Hintergrund der Zahlung eines sogenannten „Teil-Erfolgshonorars“ an Prevent in Höhe von mehr als 3,5 Millionen Euro im April 2009 ist laut den Presseberichten ein seit Jahren anhängiger Rechtsstreit mit dem Reeder, der eine Schadenersatzzahlung erreichen will. Laut dem „Spiegel“ hat der Reeder einen vollstreckbaren Titel in Höhe von 80 Millionen Dollar erwirkt. Die HSH Nordbank ist der weltgrößte Schiffsfinanzierer.
Bei der Erstattung ihrer Strafanzeige „wegen aller infrage kommenden Delikte“ hatte sich die HSH Nordbank am Donnerstag auf Erkenntnisse berufen, die eine Wirtschaftsprüfungsgesellschaft im Rahmen einer Prüfung auf Ordnungsgemäßheit erlangt hatte. Diese Prüfung war im Oktober vom HSH-Vorstand in Auftrag gegeben worden. Die Wirtschaftsprüfer hätten Hinweise auf Handlungen erlangt, „die potenzielle Anzeichen einer Untreue beziehungsweise einer Bestechung von Amtsträgern darstellen könnten“, hatte die Bank erklärt.
Der schleswig-holsteinische FDP-Fraktionschef Wolfgang Kubicki reagierte alarmiert auf die Bestechungsvorwürfe. „Der Gedanke, dass eine Bank, die vor allem Schleswig-Holstein und Hamburg gehört, in eine Schmiergeld-Affäre involviert sein könnte, ist unerträglich“, sagte Kubicki dem „Hamburger Abendblatt“. Die „Süddeutsche“ zitierte Kubicki mit den Worten: Man kann langsam den Eindruck gewinnen, es war eine kriminelle Vereinigung am Werk.“
Der Grünen-Obmann im HSH-Untersuchungsausschuss, Thorsten Fürter, sagte der dpa, Nonnenmacher habe vor dem Ausschuss zwar zu den Prevent-Vorwürfen Stellung bezogen. Auf eine Millionenzahlung in der Türkei sei er aber „mit keiner Silbe eingegangen, obwohl der Sachverhalt offensichtlich im Vorstand ausführlich erörtert wurde.“ Nonnenmacher habe den Untersuchungsausschuss getäuscht. Wie er vor diesem Hintergrund 4,8 Millionen Euro Abfindung verlangen könne, sei völlig unverständlich.
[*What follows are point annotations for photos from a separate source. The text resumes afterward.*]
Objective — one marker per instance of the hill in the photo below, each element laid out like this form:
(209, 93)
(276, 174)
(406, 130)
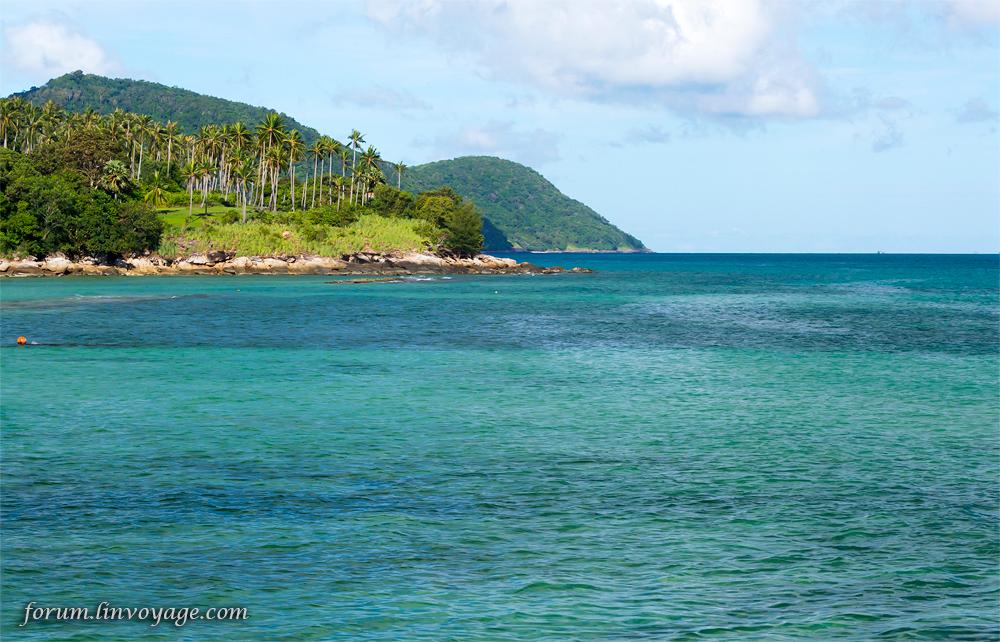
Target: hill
(78, 91)
(523, 209)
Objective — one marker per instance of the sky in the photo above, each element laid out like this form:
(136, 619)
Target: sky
(695, 125)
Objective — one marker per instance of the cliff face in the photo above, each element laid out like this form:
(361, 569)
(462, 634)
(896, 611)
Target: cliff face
(522, 210)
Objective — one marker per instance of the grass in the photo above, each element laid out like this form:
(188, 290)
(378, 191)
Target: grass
(369, 233)
(178, 216)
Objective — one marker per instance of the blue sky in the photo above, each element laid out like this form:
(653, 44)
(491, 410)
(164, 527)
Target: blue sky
(696, 125)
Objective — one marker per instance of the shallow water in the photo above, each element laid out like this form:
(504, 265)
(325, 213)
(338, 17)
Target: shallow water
(675, 447)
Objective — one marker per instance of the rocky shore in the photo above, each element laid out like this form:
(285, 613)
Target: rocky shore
(362, 263)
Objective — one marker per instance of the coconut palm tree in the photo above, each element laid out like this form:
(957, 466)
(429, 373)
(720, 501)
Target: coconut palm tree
(243, 172)
(190, 172)
(156, 195)
(115, 177)
(169, 132)
(400, 168)
(318, 151)
(205, 170)
(356, 139)
(294, 146)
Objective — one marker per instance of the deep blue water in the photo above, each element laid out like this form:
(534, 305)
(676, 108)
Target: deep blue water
(732, 447)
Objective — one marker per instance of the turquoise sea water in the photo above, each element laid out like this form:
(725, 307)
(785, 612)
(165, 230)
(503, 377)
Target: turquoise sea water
(677, 447)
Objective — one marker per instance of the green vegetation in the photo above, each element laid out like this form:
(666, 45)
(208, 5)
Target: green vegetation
(521, 209)
(78, 92)
(297, 238)
(46, 213)
(86, 184)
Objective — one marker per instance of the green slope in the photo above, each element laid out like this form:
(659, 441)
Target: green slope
(78, 91)
(522, 207)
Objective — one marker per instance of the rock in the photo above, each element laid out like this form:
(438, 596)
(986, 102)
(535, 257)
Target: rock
(26, 266)
(274, 265)
(316, 265)
(57, 264)
(91, 269)
(219, 256)
(142, 265)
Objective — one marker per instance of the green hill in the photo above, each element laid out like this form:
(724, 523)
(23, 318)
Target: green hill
(523, 209)
(78, 91)
(520, 208)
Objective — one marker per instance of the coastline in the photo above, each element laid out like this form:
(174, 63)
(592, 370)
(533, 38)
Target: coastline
(226, 263)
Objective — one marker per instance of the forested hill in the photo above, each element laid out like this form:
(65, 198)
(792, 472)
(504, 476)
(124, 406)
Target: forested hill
(520, 208)
(78, 91)
(526, 211)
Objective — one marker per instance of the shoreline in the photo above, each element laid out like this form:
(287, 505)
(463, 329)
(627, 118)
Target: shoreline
(227, 263)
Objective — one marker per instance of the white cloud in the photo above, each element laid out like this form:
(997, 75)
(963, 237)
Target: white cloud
(977, 110)
(727, 57)
(498, 139)
(889, 136)
(974, 11)
(53, 49)
(380, 97)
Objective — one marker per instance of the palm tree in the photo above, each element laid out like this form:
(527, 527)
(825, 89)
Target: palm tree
(190, 173)
(169, 132)
(115, 177)
(294, 145)
(318, 151)
(356, 139)
(243, 171)
(370, 170)
(269, 133)
(400, 168)
(156, 195)
(205, 170)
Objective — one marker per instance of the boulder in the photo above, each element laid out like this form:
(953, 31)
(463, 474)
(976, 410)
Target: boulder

Der Untersuchungsausschuss will laut einem Bericht von NDR 90,3 keine weiteren Zeugen mehr befragen. Somit muss auch Nonnenmacher, dessen geplante Vernehmung am Freitag kurzfristig abgesagt worden war, nicht mehr aussagen. Hintergrund: Der Ausschuss kann seine Arbeit wegen der vorgezogenen Neuwahlen in Hamburg nicht zu Ende führen und will nun bis Januar einen Zwischenbericht vorlegen.